Development of nanomedicines to overcome the hindrances of tumor microenvironment (TME) for tumor theranostics with alleviated side effects remains challenging. We report here a microfluidic synthesis of artesunate (ART)-loaded polydopamine (PDA)/iron (Fe) nanocomplexes (NCs) coated with fibronectin (FN). The created multifunctional Fe-PDA@ART/FN NCs (FDRF NCs) with a mean size of 161.0 ​nm exhibit desired colloidal stability, monodispersity, r(1) relaxivity (4.96 ​mM(−1)s(−1)), and biocompatibility. The co-delivery of the Fe(2+) and ART enables enhanced chemodynamic therapy (CDT) through improved intracellular reactive oxygen species generation via a cycling reaction between Fe(3+) and Fe(2+) caused by the Fe(3+)-mediated glutathione oxidation and Fe(2+)-mediated ART reduction/Fenton reaction for self-supplementing TME regulation.

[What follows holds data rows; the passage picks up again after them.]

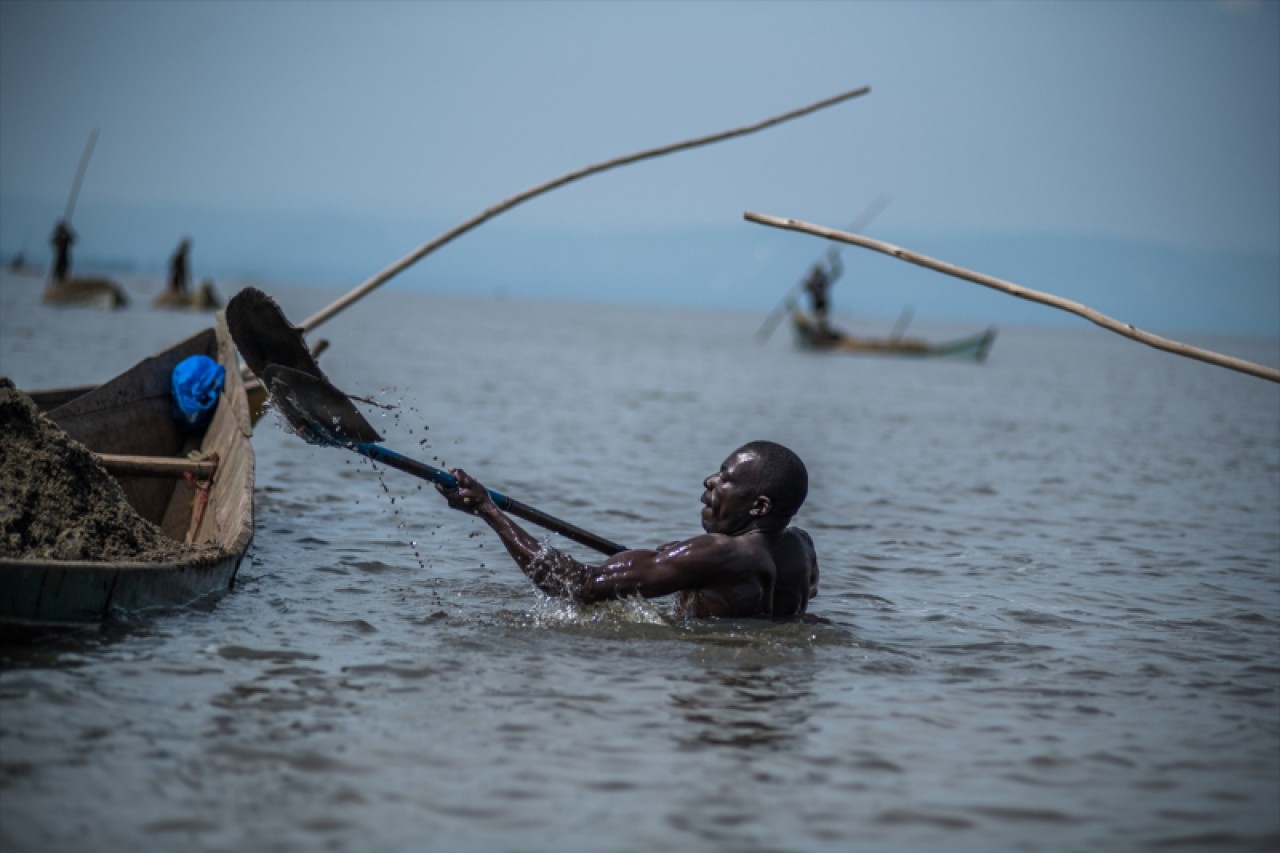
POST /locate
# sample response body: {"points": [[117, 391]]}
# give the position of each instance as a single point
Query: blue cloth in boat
{"points": [[197, 381]]}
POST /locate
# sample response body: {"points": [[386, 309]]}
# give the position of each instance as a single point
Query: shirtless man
{"points": [[748, 562]]}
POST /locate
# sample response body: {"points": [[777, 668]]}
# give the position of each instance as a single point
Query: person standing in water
{"points": [[62, 241], [179, 276], [819, 284], [746, 564]]}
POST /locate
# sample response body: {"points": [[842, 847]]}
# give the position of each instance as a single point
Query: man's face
{"points": [[731, 493]]}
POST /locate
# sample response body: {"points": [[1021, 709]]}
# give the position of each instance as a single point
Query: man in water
{"points": [[748, 562], [818, 284]]}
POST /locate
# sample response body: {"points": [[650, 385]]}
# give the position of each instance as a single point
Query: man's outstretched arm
{"points": [[684, 565]]}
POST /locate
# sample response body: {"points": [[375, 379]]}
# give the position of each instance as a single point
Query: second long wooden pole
{"points": [[457, 231], [1097, 318]]}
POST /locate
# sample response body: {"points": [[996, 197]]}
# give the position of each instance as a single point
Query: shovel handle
{"points": [[533, 515]]}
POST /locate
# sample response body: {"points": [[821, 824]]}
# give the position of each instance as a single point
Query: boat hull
{"points": [[807, 336], [129, 415]]}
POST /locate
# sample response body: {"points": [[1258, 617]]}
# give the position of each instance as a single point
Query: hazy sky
{"points": [[1156, 122]]}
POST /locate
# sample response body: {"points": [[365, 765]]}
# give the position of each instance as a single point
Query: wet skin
{"points": [[748, 562]]}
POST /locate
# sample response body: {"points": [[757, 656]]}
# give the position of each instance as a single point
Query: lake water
{"points": [[1050, 606]]}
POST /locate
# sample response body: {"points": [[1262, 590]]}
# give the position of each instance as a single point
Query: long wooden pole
{"points": [[1097, 318], [771, 322], [80, 176], [425, 249]]}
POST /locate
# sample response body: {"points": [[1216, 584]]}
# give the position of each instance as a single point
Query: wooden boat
{"points": [[127, 422], [204, 299], [88, 290], [809, 338]]}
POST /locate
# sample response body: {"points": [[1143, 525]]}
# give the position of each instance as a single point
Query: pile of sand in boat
{"points": [[58, 502]]}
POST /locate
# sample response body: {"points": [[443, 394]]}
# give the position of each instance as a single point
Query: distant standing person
{"points": [[62, 241], [818, 284], [179, 274]]}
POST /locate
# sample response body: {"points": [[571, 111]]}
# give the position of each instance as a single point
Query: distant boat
{"points": [[202, 300], [808, 337], [87, 291], [206, 498]]}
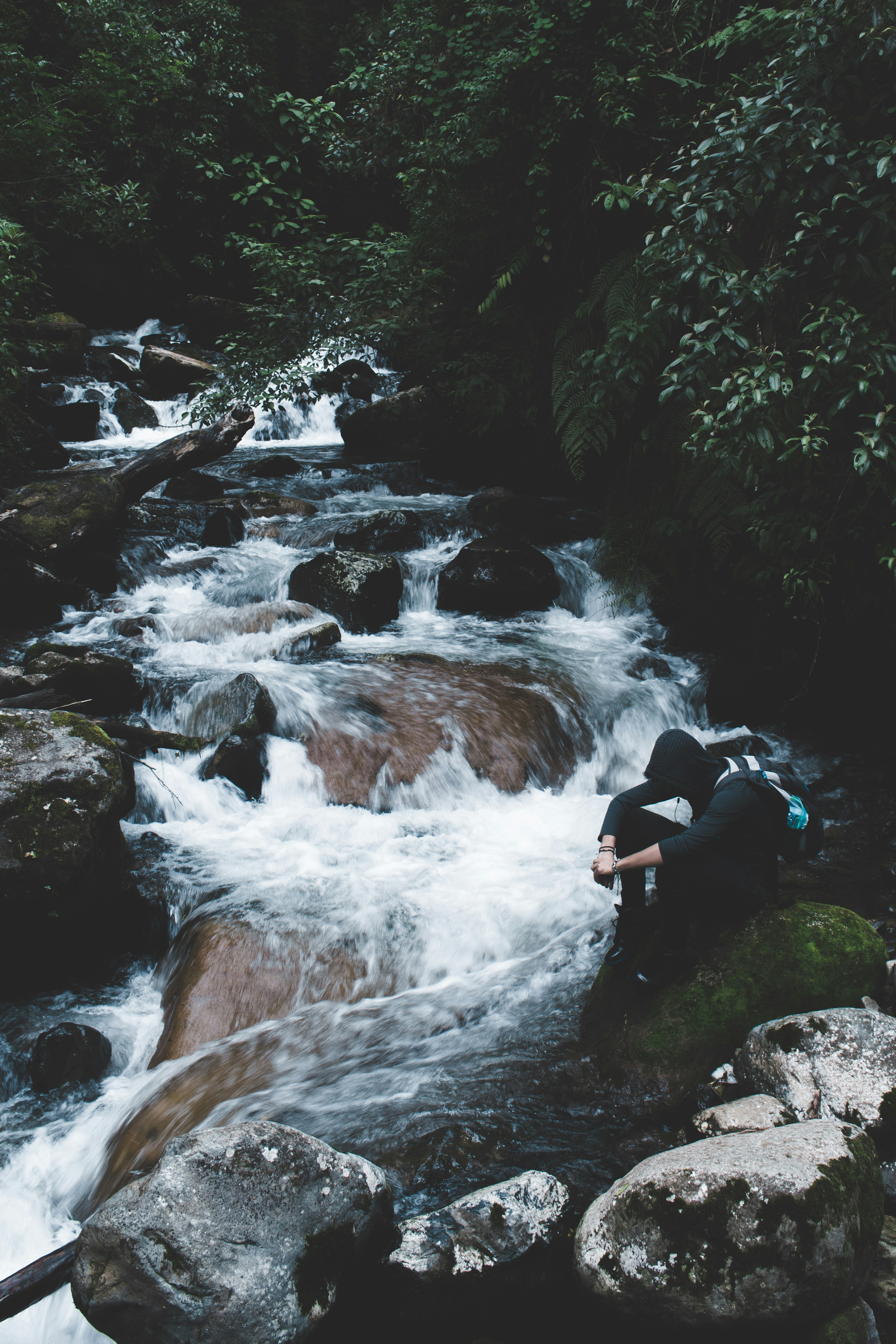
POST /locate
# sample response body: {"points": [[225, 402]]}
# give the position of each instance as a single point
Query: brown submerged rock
{"points": [[225, 975], [413, 706]]}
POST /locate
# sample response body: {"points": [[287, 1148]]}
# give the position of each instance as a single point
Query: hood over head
{"points": [[679, 761]]}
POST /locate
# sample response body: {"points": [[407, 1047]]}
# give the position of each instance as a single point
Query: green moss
{"points": [[798, 960]]}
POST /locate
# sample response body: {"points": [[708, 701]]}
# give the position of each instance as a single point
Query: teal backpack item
{"points": [[800, 831]]}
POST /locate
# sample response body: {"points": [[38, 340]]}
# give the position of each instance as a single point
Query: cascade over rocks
{"points": [[386, 530], [397, 428], [363, 592], [498, 580], [70, 1053], [836, 1062], [652, 1050], [240, 1236], [226, 974], [762, 1228], [62, 791], [401, 712], [495, 1234], [746, 1116]]}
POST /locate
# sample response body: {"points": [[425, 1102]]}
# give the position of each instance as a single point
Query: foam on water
{"points": [[473, 911]]}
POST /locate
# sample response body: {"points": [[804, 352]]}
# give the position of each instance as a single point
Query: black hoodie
{"points": [[733, 822]]}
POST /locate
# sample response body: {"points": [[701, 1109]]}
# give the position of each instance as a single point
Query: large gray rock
{"points": [[776, 1226], [237, 1237], [840, 1062], [363, 592], [498, 1229], [746, 1116]]}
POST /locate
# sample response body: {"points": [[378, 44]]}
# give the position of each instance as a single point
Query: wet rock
{"points": [[70, 1053], [880, 1289], [494, 1234], [276, 466], [391, 718], [363, 592], [498, 580], [132, 412], [26, 445], [240, 706], [746, 1116], [168, 371], [225, 527], [99, 683], [855, 1324], [386, 530], [240, 1236], [652, 1050], [758, 1228], [62, 792], [310, 642], [837, 1062], [396, 429], [223, 975], [244, 761], [197, 487]]}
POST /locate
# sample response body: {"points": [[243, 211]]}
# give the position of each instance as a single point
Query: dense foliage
{"points": [[651, 242]]}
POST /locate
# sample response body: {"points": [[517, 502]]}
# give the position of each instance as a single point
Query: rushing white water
{"points": [[472, 911]]}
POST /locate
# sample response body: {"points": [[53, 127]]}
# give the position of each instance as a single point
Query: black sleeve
{"points": [[727, 807], [652, 791]]}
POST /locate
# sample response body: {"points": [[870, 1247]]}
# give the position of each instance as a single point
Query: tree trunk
{"points": [[183, 452]]}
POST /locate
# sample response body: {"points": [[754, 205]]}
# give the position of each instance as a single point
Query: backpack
{"points": [[800, 831]]}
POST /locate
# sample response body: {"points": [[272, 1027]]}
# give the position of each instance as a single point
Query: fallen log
{"points": [[185, 452], [35, 1281]]}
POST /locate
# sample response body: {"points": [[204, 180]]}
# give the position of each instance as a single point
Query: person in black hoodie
{"points": [[726, 857]]}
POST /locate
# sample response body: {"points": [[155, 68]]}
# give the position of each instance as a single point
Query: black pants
{"points": [[709, 883]]}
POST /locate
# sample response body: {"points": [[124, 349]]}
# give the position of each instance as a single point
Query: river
{"points": [[473, 911]]}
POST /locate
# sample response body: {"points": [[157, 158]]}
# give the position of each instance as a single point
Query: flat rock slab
{"points": [[491, 1230], [766, 1228], [746, 1116], [839, 1062], [238, 1236]]}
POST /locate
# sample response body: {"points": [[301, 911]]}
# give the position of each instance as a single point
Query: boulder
{"points": [[498, 580], [832, 1064], [652, 1050], [197, 487], [225, 527], [390, 720], [363, 592], [240, 1236], [244, 761], [492, 1236], [386, 530], [26, 445], [132, 412], [70, 1053], [241, 706], [97, 683], [765, 1228], [168, 371], [279, 464], [62, 791], [223, 975], [209, 319], [880, 1289], [746, 1116], [396, 429]]}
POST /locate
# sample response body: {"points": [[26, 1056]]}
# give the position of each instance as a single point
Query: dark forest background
{"points": [[643, 254]]}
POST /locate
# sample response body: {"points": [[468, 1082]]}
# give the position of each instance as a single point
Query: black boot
{"points": [[631, 925]]}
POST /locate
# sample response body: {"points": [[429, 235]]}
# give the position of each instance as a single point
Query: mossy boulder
{"points": [[64, 788], [762, 1229], [653, 1049]]}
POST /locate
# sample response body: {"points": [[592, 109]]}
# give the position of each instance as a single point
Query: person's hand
{"points": [[602, 869]]}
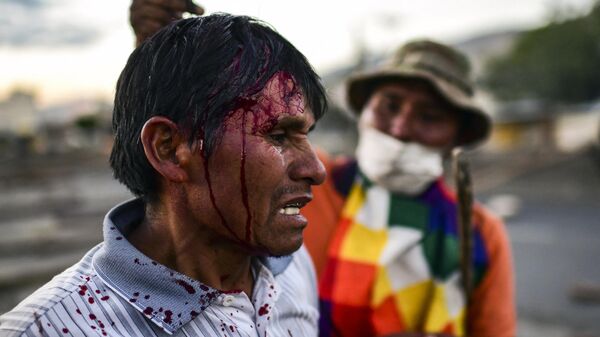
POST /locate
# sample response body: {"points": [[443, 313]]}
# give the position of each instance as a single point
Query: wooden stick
{"points": [[464, 189]]}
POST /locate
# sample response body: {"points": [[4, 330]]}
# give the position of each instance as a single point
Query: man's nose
{"points": [[308, 167], [400, 127]]}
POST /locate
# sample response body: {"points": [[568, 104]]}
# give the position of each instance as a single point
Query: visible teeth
{"points": [[290, 211]]}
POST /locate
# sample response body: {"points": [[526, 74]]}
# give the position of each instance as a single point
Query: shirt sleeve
{"points": [[492, 308]]}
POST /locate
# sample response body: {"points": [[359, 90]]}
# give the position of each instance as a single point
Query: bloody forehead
{"points": [[280, 96]]}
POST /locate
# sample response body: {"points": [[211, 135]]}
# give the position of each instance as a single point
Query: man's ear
{"points": [[166, 149]]}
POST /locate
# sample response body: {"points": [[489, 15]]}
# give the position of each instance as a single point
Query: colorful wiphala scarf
{"points": [[393, 265]]}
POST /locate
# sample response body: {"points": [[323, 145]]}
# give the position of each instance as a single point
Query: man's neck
{"points": [[190, 249]]}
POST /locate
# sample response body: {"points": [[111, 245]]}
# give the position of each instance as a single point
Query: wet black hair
{"points": [[192, 72]]}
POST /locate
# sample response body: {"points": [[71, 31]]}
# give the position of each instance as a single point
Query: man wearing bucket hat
{"points": [[383, 229]]}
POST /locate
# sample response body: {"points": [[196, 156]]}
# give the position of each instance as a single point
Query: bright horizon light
{"points": [[327, 32]]}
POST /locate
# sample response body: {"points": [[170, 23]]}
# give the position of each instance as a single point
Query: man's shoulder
{"points": [[36, 313]]}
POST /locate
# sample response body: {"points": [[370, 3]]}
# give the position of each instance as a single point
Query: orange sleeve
{"points": [[492, 309], [323, 215]]}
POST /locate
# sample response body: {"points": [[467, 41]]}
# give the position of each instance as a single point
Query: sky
{"points": [[75, 49]]}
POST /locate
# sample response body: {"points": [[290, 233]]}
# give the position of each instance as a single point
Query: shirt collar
{"points": [[170, 299]]}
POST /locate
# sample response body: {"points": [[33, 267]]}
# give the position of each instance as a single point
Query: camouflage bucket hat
{"points": [[444, 68]]}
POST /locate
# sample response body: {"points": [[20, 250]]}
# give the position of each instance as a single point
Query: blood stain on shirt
{"points": [[263, 310], [188, 287]]}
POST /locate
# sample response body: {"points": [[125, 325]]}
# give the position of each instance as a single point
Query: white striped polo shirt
{"points": [[115, 290]]}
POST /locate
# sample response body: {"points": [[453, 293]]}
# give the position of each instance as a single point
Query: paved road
{"points": [[556, 243]]}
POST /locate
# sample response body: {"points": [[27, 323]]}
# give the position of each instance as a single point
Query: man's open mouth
{"points": [[293, 209]]}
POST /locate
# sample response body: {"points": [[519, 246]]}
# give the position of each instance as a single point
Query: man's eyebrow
{"points": [[391, 95]]}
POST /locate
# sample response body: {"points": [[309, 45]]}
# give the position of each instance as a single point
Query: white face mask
{"points": [[406, 168]]}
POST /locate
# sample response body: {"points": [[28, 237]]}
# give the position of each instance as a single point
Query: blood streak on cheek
{"points": [[244, 187], [212, 194]]}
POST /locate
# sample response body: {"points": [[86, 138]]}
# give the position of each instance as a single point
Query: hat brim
{"points": [[476, 125]]}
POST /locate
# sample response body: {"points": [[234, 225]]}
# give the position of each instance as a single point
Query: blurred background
{"points": [[537, 61]]}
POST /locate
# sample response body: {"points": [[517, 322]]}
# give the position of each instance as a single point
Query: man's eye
{"points": [[278, 138], [431, 117]]}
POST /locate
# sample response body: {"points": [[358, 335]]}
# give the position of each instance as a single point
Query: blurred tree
{"points": [[558, 63]]}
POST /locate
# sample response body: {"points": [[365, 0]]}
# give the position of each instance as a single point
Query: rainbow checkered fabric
{"points": [[393, 265]]}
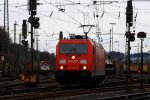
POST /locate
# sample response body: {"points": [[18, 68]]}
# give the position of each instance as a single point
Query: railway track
{"points": [[60, 92]]}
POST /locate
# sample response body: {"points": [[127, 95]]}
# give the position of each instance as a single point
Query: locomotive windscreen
{"points": [[73, 48]]}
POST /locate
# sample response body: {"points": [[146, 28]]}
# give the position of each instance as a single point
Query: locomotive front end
{"points": [[72, 61]]}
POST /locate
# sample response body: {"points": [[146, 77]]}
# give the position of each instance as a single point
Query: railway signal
{"points": [[24, 29], [141, 35], [25, 43]]}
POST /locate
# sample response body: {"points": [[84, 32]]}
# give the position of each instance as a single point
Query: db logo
{"points": [[73, 61]]}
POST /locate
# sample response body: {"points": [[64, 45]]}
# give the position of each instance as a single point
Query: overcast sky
{"points": [[80, 12]]}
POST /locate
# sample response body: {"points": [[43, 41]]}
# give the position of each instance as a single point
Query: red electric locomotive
{"points": [[79, 59]]}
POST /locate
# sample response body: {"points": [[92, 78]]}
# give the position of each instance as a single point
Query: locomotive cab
{"points": [[76, 60]]}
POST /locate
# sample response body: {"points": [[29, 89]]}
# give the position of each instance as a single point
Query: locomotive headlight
{"points": [[73, 57], [83, 61], [62, 61], [84, 67], [61, 67]]}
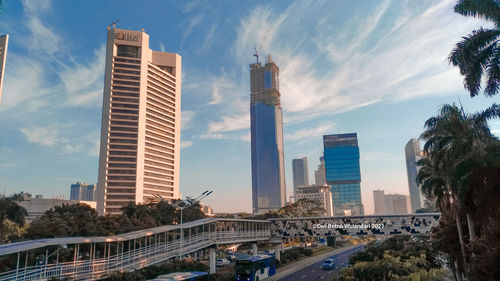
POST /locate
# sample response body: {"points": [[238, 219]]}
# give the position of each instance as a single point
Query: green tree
{"points": [[10, 210], [478, 54], [65, 221], [457, 144], [303, 208]]}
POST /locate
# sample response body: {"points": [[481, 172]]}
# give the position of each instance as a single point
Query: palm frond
{"points": [[493, 74]]}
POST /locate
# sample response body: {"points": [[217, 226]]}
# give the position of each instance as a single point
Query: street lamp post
{"points": [[187, 203]]}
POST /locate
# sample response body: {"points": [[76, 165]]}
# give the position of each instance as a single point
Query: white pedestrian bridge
{"points": [[92, 258]]}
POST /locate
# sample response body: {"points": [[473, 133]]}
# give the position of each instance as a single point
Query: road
{"points": [[312, 272]]}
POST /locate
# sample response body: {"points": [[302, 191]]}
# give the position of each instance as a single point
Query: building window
{"points": [[127, 51]]}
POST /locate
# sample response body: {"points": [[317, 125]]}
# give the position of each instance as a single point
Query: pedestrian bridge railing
{"points": [[93, 258]]}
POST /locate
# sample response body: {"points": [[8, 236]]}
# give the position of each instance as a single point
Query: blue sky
{"points": [[377, 68]]}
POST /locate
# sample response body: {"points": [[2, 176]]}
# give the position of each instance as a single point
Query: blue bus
{"points": [[183, 276], [255, 268]]}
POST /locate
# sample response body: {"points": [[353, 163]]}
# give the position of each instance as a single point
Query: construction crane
{"points": [[113, 23]]}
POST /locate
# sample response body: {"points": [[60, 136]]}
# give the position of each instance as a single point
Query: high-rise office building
{"points": [[320, 193], [82, 191], [343, 173], [379, 202], [320, 174], [268, 170], [413, 154], [300, 173], [4, 42], [395, 204], [141, 114]]}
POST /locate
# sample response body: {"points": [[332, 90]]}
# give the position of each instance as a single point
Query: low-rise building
{"points": [[320, 193], [37, 206]]}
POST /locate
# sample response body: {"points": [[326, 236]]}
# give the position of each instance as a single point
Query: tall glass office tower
{"points": [[341, 154], [268, 170], [300, 173], [413, 154]]}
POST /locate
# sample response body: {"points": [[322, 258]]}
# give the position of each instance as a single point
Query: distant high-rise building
{"points": [[268, 170], [379, 202], [320, 174], [321, 193], [395, 204], [343, 173], [82, 192], [141, 119], [4, 42], [413, 154], [300, 173]]}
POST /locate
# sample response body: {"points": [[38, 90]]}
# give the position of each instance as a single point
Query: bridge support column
{"points": [[212, 258]]}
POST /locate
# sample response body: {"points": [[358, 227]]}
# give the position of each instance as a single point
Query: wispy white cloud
{"points": [[42, 37], [50, 136], [230, 123], [372, 59], [311, 132], [207, 43], [377, 156], [84, 82], [186, 144], [58, 136], [186, 118], [190, 24], [258, 30]]}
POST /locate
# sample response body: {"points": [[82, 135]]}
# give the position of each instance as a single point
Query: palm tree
{"points": [[478, 54], [10, 210], [456, 144]]}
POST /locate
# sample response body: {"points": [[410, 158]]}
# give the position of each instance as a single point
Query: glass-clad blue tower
{"points": [[268, 171], [341, 154]]}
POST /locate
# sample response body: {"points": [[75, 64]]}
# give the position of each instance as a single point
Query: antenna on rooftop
{"points": [[113, 24]]}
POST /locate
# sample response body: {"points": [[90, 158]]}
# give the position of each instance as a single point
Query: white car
{"points": [[223, 262]]}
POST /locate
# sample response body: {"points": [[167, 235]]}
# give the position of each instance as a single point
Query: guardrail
{"points": [[140, 257]]}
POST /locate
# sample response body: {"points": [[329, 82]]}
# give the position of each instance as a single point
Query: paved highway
{"points": [[314, 272]]}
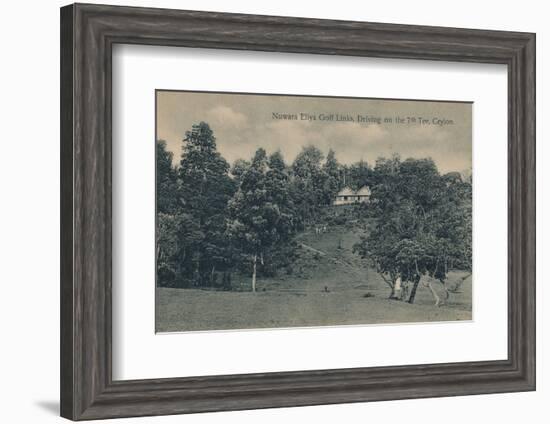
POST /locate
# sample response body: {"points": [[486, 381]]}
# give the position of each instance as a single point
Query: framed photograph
{"points": [[264, 212]]}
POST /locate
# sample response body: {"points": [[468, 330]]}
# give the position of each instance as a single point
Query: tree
{"points": [[308, 183], [422, 222], [166, 179], [205, 189], [359, 175], [332, 170], [257, 218]]}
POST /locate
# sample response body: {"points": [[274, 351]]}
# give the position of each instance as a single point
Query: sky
{"points": [[355, 128]]}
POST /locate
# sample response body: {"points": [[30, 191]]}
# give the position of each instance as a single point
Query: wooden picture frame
{"points": [[88, 33]]}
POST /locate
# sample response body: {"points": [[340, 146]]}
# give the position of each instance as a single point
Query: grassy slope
{"points": [[325, 289]]}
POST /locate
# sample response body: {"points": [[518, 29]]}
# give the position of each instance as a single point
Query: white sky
{"points": [[244, 122]]}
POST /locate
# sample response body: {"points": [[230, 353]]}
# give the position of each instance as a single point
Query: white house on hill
{"points": [[347, 196]]}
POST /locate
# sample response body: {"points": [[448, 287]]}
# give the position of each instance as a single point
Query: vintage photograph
{"points": [[278, 211]]}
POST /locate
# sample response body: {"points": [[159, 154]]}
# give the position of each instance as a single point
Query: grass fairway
{"points": [[330, 286]]}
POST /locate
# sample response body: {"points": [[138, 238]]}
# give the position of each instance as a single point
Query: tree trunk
{"points": [[413, 290], [397, 288], [434, 293], [254, 273]]}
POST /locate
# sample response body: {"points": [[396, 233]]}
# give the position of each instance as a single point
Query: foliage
{"points": [[422, 222]]}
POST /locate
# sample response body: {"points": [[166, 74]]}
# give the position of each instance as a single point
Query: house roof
{"points": [[363, 191], [346, 191]]}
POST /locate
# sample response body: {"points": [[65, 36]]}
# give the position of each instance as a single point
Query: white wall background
{"points": [[29, 218]]}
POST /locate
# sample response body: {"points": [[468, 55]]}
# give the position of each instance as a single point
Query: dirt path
{"points": [[349, 266]]}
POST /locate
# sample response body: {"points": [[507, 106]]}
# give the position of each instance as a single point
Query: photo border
{"points": [[88, 33]]}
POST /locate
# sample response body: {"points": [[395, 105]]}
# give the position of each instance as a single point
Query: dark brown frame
{"points": [[88, 33]]}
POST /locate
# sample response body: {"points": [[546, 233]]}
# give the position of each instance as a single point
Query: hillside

Likewise, the combination of ART-mediated chemotherapy and the Fe(2+)/ART-regulated enhanced CDT enables noticeable immunogenic cell death, which can be collaborated with antibody-mediated immune checkpoint blockade to exert immunotherapy having significant antitumor immunity. The combined therapy improves the efficacy of primary tumor therapy and tumor metastasis inhibition by virtue of FN-mediated specific targeting of FDRF NCs to tumors with highly expressed α(v)β(3) integrin and can be guided through the Fe(III)-rendered magnetic resonance (MR) imaging. The developed FDRF NCs may be regarded as an advanced nanomedicine formulation for chemo-chemodynamic-immune therapy of different tumor types under MR imaging guidance.